Subjects performed a visual dot motion or color proportion task on a stimulus consisting of multiple colored moving dots in which one of these two features (motion or color) was relevant to the task during a given run (see Fig. 1). For all trials, regardless of the attended feature, a subset of dots moved coherently (leftward or rightward) on a background of randomly moving dots, and an uncorrelated subset of dots of one color (blue or red) was present on a background of evenly apportioned blue and red dots. For each attend-motion trial, subjects were required to identify the direction of motion as quickly and accurately as possible. For each attend-color trial, subjects were required to identify the predominant color as quickly and accurately as possible. Importantly, the fully crossed factorial design ensured that the attended and ignored features varied parametrically in independent fashion. Thus, coherence values were balanced within sessions such that subjects viewed equal numbers of all combinations of attended condition, motion coherence, color coherence, leftward/rightward motion, and red/blue color proportion, in randomized and independent fashion. Each run began with a colored text prompt directing the subject to perform either the motion or color task for all trials within the run. The color of the text was either green or orange, counterbalanced across subjects (although consistent within subject). Additionally, the fixation cross was rendered in the same color as the text prompt to reinforce the relevant task.

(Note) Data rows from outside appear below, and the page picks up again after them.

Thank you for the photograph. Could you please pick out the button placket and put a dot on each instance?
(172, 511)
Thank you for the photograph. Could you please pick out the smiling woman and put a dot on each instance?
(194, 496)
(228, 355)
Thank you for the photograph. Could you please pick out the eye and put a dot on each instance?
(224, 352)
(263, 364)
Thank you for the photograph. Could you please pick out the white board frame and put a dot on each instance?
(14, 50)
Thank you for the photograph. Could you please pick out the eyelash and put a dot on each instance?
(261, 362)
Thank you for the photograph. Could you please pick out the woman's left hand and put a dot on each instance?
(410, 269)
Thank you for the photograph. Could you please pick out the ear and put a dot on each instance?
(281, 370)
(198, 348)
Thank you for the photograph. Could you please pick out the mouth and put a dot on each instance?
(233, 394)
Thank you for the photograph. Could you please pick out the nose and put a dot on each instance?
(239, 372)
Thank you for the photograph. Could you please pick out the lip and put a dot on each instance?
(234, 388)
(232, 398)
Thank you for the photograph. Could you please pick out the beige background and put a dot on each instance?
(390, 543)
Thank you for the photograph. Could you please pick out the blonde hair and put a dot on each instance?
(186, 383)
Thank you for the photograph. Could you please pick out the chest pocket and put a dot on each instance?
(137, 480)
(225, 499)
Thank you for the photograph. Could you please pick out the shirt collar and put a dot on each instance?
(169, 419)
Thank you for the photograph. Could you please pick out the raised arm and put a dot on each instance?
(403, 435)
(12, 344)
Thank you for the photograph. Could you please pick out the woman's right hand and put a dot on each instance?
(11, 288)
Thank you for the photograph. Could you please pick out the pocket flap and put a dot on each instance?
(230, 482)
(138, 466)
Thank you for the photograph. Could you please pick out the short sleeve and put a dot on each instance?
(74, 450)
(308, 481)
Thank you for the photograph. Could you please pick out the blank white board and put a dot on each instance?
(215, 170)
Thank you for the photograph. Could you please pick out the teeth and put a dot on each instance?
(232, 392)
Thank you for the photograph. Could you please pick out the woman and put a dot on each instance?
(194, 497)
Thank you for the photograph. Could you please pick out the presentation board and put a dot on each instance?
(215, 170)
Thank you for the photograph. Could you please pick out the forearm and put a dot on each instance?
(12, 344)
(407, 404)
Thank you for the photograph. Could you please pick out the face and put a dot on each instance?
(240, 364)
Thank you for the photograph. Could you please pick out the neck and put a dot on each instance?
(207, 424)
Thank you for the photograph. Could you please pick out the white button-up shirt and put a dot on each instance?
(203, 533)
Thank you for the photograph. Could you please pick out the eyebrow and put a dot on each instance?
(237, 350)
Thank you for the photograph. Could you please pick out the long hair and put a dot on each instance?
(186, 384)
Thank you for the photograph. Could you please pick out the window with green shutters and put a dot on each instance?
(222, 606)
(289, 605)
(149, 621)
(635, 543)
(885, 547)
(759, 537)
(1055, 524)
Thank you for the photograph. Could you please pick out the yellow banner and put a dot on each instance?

A trial began with dimming of the fixation cross and appearance of the dot motion stimulus for 2500 ms. Color and motion coherence remained consistent throughout the trial. To indicate their choice, subjects made a button press with either their second or third fingers before the end of the stimulus interval. For motion, the second finger corresponded to leftward motion and the third finger to rightward motion. For color, the correspondence between finger and red/blue color was counterbalanced across subjects (although consistent within subject). After 2500 ms, the stimulus disappeared, the fixation cross brightened to its original contrast, and an interstimulus interval ranging from 4000 to 12,000 ms preceded the next trial. The stimulus persisted for the entire 2500 ms interval, regardless of the subject's response time, to avoid confounding response time and stimulus duration.
Subjects initially undertook training sessions in which coherence values taken from our previous study (0, 2, 4, 8, 16, 32, and 64%) (Kayser et al., 2010) were used for both motion and color features. To ensure that each task was well learned, we initially trained each subject on the color and motion tasks in separate sessions. Three of the five subjects first performed the motion task in the absence of the other stimulus for three 1.5 h sessions. They were then trained on the color task in the absence of the motion stimulus for three additional 1.5 h sessions. The other two subjects were trained in the opposite order (i.e., color, then motion). Finally, all subjects were trained on the task with both color and motion features present for an additional three 1.5 h sessions. All subjects reached stable performance by the end of training, as determined by a 5% or less session-to-session change in the halfway accuracy threshold [corresponding to the coherence level at 75% accuracy as defined by the fitted diffusion model parameters (Palmer et al., 2005)].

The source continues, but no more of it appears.